Pakistán situado al sur de Asia con una extensión de 803,940km2 tiene una posición geoestratégica que lo sitúa permanentemente en una situación delicada con sus vecinos que a veces lo pone a bordo del abismo, aunque también le brinda oportunidades. Ciertamente, al este tiene frontera terrestre con Irán, un país convulsivo que busca a toda costa consolidar su papel hegemónico en varios países de la región y cuya carrera nuclear puede volver a reanudarse tras la salida del pacto nuclear de 2015 que le suponía el levantamiento de sensaciones a fin de limitarlo a propósitos no militares; al noreste la frontera es con China que tiene un camino fijado para “conquistar” al mundo; al este con India, su histórico archirrival y al noreste con el movedizo Afganistán, que acumula décadas sumido en conflictos, Pakistán ha comenzado a construir una valla en su disputada frontera con esta última nación en las zonas tribales del noroeste para evitar la entrada de terroristas. El sur de Pakistán es una zona costera sobre el Mar Arábigo; también al noreste se encuentra dentro de el territorio de Cachemira, en disputa por Pakistán, China e India.

Pakistán tiene una población de 200 millones, es el sexto país más poblado del mundo, y su capital, Islamabad, supera 1.3 millones. Su PIB sumó 1,370 mil millones de euros en el 2017 y su PIB per cápita 1,370 euros ese año, posición 141 de 196 países, indicativo de un bajo nivel de vida de la población. La esperanza de vida es también relativamente baja 67 años, y existe una percepción generalizada de un alto nivel de corrupción en el gobierno.

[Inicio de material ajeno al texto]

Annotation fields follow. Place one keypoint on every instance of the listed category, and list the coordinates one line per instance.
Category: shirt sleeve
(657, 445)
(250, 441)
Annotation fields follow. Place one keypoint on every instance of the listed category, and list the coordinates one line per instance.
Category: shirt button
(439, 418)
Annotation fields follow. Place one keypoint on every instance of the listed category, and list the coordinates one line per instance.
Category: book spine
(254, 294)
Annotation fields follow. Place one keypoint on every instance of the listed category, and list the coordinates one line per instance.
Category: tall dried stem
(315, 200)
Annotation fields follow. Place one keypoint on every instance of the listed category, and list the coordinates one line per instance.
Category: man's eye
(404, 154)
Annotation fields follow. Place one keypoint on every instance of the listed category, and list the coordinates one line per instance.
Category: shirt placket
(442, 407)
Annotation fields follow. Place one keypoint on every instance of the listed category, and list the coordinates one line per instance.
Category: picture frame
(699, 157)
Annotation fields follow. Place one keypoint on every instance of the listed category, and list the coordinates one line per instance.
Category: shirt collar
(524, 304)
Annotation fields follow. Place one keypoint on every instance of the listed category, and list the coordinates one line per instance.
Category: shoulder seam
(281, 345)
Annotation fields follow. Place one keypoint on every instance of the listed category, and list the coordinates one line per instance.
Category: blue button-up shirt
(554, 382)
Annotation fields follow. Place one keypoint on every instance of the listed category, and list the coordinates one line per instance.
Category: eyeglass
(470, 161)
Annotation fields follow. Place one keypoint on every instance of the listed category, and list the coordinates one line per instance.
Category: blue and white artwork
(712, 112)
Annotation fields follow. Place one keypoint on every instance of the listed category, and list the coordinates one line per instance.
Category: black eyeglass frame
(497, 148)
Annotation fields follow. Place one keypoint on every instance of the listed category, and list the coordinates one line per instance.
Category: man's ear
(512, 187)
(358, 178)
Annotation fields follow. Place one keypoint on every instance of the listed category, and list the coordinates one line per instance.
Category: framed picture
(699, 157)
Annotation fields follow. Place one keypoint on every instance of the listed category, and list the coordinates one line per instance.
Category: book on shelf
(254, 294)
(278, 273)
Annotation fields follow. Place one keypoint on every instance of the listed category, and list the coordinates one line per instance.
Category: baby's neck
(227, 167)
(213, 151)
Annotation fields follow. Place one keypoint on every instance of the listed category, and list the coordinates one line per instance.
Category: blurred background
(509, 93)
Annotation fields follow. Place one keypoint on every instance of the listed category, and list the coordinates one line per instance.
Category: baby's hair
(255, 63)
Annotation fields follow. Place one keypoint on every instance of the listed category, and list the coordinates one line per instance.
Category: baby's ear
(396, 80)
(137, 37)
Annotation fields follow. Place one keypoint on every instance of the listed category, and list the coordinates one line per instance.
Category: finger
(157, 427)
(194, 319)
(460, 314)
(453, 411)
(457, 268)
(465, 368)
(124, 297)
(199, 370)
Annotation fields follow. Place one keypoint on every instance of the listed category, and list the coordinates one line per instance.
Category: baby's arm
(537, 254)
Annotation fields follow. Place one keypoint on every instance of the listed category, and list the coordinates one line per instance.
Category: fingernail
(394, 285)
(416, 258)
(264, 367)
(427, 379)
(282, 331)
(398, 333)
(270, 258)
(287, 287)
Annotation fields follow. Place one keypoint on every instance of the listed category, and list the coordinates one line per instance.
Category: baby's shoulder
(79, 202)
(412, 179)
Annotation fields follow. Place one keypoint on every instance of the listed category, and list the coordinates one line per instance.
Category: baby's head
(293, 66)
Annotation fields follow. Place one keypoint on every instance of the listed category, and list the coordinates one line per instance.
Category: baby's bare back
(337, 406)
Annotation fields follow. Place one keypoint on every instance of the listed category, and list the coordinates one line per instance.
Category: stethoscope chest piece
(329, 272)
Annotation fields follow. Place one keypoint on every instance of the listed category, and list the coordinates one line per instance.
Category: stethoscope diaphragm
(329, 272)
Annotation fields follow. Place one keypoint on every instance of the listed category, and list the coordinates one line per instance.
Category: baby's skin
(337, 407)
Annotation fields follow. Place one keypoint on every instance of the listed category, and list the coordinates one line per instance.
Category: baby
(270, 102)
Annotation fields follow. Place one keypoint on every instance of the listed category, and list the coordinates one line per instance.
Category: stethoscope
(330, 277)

La deuda pública alcanzó 170,306 millones de euros en el 2016, 67.6% del PIB, factor significativo que limita la inversión y el gasto gubernamental. Pocas empresas extranjeras se han establecido en Pakistán en virtud del alto grado de inseguridad debido a los conflictos fronterizos con India y Afganistán y los frecuentes atentados terroristas; no obstante, el entorno político de Pakistán mejoró a partir de completarse en el 2013 la transición democrática de la oposición al gobierno, que favoreció la reducción de incidentes violentos. En este contexto, la evolución del PIB ha sido favorable en el último lustro con crecimientos de 4.7% en 2014, 5.5% en 2015, 5.1% en 2016, y 5.2% en 2017, este último fue el mayor avance en 13 años; la inflación logró atenuar su ritmo de adelanto de 8.2% en el 2014 a 3.2% en 2015 y 2016, respectivamente, 4.6% en el 2017 y la tasa acumulada a julio de 2018 fue 3.9%. La tasa de desempleo fue estable entre 2014 y 2017: 6.2% en 2014, 6.4% en 2015, 6.7% en 2016 y 6.0% el año pasado.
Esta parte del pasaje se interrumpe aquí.